Florida law seeks to limit citizen challenges to environmentally-damaging activities

Contacts

Cat Lazaroff, 202-667-4500 x 213

,

David Guest, 518-668-9628

Earthjustice filed its opening brief today challenging a Florida law that severely restricts the rights of ordinary citizens to dispute government decisions that affect their environment.

The highly unpopular bill passed in the final hours of the last legislative session, after being cobbled together with an unrelated bill that was likely to pass. The suit, filed on behalf of the Environmental Confederation of Southwest Florida and Manasota 88, claims that the law violates the Florida Constitution because it deals with two unrelated topics.

“This law seeks specifically to favor the interests of large corporations over the ordinary Floridian,” said David Guest of Earthjustice. “All citizens have the right to question their government, and we don’t intend to let an unconstitutional law take that right away.”

After repeated attempts to get the bill, Senate Bill 270, passed in previous sessions, sponsor Senator Jim King attached it to an Everglades restoration bill that was widely supported. The package was signed into law in May 2002. The Florida Constitution forbids laws that contain more than one subject. According to the groups’ complaint, this rule is intended to protect the public from just this sort of cobbling together of bills that lack support of their own with more popular measures.

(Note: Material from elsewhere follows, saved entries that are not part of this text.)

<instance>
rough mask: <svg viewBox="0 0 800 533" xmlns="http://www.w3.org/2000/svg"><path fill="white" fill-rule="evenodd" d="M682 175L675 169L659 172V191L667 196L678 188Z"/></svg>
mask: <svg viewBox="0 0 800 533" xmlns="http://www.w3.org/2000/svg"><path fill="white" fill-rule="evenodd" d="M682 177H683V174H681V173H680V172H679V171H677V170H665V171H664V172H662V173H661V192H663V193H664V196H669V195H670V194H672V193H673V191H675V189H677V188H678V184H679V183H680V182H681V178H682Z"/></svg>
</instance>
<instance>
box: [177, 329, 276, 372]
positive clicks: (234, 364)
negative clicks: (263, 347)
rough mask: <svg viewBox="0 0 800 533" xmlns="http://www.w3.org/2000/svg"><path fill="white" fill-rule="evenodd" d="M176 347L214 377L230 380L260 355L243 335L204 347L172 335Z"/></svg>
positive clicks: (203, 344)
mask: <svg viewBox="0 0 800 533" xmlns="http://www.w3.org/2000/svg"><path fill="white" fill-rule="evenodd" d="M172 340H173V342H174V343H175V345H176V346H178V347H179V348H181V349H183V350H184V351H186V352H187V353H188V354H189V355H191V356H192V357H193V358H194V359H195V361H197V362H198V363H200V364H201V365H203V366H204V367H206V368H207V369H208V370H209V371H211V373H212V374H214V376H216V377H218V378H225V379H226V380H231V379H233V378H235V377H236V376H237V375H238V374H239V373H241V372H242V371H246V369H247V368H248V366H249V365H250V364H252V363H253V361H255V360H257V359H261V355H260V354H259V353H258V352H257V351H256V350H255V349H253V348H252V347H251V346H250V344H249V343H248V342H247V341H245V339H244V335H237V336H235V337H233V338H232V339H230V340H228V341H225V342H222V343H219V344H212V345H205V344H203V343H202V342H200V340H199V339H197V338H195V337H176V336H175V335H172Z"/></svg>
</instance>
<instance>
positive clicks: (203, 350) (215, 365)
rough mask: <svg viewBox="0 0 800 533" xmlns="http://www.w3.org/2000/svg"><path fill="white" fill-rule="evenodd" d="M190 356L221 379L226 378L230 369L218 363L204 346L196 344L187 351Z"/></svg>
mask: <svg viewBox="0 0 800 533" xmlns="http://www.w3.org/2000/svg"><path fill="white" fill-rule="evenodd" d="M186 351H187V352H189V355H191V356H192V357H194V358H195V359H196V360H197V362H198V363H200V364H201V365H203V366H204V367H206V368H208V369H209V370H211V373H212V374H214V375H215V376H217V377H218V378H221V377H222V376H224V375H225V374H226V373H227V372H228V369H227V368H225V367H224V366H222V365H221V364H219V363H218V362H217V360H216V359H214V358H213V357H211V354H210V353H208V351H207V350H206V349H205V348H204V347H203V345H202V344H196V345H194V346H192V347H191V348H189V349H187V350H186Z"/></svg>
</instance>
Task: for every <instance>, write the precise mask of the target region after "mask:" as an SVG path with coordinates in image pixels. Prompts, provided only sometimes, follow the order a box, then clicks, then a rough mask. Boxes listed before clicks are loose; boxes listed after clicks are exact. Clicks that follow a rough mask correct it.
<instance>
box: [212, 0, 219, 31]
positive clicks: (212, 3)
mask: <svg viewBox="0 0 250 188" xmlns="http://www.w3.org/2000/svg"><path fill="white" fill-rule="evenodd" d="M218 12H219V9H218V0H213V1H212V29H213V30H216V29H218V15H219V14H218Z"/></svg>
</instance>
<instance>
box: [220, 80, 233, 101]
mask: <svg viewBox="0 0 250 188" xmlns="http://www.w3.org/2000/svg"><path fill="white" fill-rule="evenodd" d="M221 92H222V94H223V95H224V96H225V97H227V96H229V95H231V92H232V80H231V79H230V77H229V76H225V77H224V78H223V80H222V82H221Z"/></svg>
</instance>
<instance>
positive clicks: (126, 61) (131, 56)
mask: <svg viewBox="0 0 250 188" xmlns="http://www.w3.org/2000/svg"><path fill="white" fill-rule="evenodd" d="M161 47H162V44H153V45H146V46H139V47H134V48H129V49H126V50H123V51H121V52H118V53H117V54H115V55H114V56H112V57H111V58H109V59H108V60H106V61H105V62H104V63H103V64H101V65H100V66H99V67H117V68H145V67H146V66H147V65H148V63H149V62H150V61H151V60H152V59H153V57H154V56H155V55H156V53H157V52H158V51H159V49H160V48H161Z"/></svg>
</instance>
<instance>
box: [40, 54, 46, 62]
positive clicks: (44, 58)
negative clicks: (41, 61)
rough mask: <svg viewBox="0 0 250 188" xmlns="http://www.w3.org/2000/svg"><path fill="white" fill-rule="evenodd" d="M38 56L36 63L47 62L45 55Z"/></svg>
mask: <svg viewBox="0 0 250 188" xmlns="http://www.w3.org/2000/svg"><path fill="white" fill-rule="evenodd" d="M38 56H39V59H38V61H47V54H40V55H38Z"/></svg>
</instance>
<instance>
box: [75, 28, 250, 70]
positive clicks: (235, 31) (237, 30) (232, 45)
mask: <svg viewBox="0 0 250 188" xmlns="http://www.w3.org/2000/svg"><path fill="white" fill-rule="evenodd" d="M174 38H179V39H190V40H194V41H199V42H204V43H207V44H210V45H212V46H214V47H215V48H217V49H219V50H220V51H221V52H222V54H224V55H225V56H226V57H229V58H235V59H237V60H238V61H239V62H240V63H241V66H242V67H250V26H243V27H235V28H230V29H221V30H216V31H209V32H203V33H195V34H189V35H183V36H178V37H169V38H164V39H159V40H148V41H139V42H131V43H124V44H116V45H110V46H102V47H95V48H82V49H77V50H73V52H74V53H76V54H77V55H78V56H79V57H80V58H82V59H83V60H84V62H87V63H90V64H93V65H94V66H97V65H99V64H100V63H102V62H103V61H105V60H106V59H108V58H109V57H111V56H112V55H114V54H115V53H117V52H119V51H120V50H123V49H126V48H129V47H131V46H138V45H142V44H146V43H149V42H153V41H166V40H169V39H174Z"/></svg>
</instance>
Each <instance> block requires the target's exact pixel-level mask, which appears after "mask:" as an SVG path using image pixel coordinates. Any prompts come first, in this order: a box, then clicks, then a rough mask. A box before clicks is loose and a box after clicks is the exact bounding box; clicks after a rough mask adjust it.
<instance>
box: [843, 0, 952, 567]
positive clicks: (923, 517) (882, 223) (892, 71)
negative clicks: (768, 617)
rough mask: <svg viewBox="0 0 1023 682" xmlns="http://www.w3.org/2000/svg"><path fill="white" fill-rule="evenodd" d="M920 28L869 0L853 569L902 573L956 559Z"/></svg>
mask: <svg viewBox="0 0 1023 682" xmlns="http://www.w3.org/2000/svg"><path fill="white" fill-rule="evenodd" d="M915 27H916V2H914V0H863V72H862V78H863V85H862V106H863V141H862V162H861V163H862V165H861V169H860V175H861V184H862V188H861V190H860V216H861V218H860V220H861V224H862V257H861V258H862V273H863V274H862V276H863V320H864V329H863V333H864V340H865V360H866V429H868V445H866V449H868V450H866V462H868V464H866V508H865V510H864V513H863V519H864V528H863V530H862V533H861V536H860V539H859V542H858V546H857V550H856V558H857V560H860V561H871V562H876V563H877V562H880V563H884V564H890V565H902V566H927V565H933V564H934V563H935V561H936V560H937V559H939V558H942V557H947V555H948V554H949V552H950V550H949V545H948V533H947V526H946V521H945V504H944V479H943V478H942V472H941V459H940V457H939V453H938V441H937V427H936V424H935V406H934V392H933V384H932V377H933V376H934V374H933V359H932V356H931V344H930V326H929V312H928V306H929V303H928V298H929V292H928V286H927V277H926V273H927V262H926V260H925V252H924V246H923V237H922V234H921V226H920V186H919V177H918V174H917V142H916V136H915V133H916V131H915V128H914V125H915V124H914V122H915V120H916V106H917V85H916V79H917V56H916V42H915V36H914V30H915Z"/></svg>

“The political connivery used here was completely illegal,” said Guest. “And the law signed as a result has very dangerous implications for the future of environmental protection in Florida.”

The provisions in question limit citizen standing to sue over permits for activities that could affect the environment. To bring a challenge under the new law, citizens have to file suit as incorporated groups of 25 or more in an affected county or as intervenors in already active cases. The permits affected by the law include those for activities like offshore oil drilling. In fact, Earthjustice used the citizen intervention provision five years ago on behalf of Florida Wildlife Federation and other environmental organizations to prevent the state Department of Environmental Protection from granting a permit for offshore oil drilling off the coast of Florida. The Department had attempted to issue the permit. Guest, who handled the successful permit challenge, said that if the proposed amendments had been in effect then, there would be offshore drilling in Florida’s coastal waters today.

“Citizens were the only ones arguing to protect Florida’s coastal waters from drilling,” said Guest. “Stripping citizens of their right to challenge permits that authorize environmentally destructive activities turns the fight to protect the environment into a one-sided debate.”